Incarcerated people are more than inmates

“You forget that you’re inmates.”
I overheard a program provider make that statement recently in Central California Women’s Facility (CCWF), and I was a bit taken aback by it. I mean, one of the pillars of the California Model is normalization, which is supposed to make life inside a carceral facility as close as possible to life outside.
Under that pillar and just based on human decency, incarcerated individuals should be treated with respect and dignity. Nowhere in the statement I overheard is dignity or respect.
The term inmate is an interesting one. When I arrived at Sybil Brand Institute in 1996 — a Los Angeles County women’s jail no longer in use — I quickly learned that “inmate” was a disparaging term. To be an inmate was to be someone who was ignorant, uneducated, and who engaged in “dry snitching” — indirectly telling on a peer — to name a few.
Over the years, that knowledge was reinforced as I learned the perceived differences between an inmate and a convict.
I heard staff talk disparagingly about individuals they called inmates, including one staff member who snapped her fingers at one of my peers while calling her “inmate” instead of her name.
The term has been used to dehumanize and ridicule people, reinforcing that inmates are somehow less than other people in society.
Being less-than is somewhat familiar territory for women, even now. Women were once thought of as property and did not have the same rights or privileges as men. That thinking was as wrong historically as it is today.
As people, we all have rights, and we are all equal. The fact that we are incarcerated does not diminish the fact that we are still people.
Unfortunately, the program provider I overheard is probably not the only person who works at CCWF or any other prison in California who has that perspective.
I know there are California Department of Corrections and Rehabilitation (CDCR) employees who do not agree with the California Model and would like nothing more than to go back to some of the more draconian policies that were in effect for decades.
But that is not the direction CDCR has chosen. CDCR has chosen to try something different, and we can all hope it succeeds. Being treated with dignity and respect sounds like a great thing to me, that’s for sure.
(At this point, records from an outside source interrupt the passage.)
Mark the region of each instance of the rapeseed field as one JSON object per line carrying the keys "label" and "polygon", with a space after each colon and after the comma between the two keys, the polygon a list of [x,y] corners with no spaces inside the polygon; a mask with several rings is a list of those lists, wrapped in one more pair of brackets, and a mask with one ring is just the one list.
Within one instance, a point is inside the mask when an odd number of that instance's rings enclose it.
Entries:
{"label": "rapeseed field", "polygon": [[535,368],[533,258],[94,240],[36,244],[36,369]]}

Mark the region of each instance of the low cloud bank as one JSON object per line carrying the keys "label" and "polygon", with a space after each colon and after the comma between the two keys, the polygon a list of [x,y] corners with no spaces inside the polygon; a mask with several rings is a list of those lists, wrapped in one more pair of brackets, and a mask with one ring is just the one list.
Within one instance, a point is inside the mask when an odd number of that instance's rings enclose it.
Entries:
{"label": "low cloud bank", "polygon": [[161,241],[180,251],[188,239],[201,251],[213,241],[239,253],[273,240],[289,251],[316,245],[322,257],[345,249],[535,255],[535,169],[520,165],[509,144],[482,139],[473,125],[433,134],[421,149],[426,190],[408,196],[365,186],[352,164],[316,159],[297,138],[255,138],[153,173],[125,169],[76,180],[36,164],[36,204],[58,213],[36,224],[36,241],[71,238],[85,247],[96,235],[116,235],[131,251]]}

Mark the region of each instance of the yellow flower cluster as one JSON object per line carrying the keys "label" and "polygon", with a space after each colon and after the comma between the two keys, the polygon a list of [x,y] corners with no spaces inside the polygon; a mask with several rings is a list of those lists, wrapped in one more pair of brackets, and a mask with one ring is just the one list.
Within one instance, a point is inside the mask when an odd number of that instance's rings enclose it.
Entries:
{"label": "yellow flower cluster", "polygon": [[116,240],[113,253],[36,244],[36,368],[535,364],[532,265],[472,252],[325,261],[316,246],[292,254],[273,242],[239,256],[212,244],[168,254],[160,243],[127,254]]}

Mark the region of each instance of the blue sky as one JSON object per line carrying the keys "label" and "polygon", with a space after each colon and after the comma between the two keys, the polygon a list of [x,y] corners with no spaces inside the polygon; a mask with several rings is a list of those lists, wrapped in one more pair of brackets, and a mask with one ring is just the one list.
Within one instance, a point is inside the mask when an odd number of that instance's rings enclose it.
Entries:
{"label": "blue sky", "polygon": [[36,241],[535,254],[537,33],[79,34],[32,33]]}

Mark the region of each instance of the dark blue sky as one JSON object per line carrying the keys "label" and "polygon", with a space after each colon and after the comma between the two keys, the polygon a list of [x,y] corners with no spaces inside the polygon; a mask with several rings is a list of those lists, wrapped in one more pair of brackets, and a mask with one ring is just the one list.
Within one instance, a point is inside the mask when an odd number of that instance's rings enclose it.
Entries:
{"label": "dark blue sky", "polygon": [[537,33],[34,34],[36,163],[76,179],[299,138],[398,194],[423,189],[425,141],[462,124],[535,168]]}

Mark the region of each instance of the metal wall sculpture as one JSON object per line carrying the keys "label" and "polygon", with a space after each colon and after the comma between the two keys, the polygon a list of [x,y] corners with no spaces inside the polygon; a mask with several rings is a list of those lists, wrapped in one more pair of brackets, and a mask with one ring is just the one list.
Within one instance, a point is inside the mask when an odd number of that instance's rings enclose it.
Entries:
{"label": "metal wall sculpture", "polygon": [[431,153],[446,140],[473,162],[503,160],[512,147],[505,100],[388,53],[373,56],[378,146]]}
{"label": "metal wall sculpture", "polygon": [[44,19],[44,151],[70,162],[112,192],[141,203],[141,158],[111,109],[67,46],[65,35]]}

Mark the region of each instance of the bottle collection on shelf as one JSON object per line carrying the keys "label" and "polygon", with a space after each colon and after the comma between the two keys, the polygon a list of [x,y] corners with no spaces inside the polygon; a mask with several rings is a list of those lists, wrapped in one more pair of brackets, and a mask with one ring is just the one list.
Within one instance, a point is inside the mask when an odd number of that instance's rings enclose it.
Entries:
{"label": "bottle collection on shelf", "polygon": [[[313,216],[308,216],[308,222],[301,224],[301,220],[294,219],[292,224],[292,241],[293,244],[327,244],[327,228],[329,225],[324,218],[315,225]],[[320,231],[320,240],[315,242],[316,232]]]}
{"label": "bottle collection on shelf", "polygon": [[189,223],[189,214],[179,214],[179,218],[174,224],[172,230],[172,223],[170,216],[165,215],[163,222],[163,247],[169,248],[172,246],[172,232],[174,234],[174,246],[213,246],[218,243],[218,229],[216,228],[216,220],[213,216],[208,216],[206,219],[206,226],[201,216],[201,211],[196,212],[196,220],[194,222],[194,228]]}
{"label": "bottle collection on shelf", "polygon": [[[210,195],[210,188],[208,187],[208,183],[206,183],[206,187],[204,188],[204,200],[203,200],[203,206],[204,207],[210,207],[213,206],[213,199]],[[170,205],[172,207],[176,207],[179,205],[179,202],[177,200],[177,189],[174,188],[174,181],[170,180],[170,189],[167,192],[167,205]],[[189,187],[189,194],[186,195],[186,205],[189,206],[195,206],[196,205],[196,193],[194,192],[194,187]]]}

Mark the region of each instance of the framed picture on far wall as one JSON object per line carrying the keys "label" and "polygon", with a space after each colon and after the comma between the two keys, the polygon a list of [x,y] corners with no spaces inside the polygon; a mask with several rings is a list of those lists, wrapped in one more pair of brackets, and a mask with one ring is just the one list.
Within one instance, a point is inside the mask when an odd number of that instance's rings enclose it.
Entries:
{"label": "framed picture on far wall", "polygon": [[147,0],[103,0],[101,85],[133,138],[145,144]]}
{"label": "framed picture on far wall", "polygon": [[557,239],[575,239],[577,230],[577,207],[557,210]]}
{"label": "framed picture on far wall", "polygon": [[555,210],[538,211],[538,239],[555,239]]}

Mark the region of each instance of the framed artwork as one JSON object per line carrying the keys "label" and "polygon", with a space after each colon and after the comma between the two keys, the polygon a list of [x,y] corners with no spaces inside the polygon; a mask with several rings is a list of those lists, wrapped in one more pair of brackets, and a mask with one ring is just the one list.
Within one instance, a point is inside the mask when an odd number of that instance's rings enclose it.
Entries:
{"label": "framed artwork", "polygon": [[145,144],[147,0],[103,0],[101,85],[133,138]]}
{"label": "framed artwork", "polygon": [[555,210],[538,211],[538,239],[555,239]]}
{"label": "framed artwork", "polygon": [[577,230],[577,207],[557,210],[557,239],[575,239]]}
At the end of the day, we all know we’re incarcerated. We wake up every day facing challenges that many people don’t understand. We miss our loved ones, we can’t make many of our own decisions, and we can’t do much of what is normal in society. We don’t need a person who gets to leave when his or her shift is over, reminding us that we are in prison.
I hope that anyone reading this remembers that we all matter. We are all unique, special, and valuable. We mean something. Please don’t let anyone take that knowledge from you.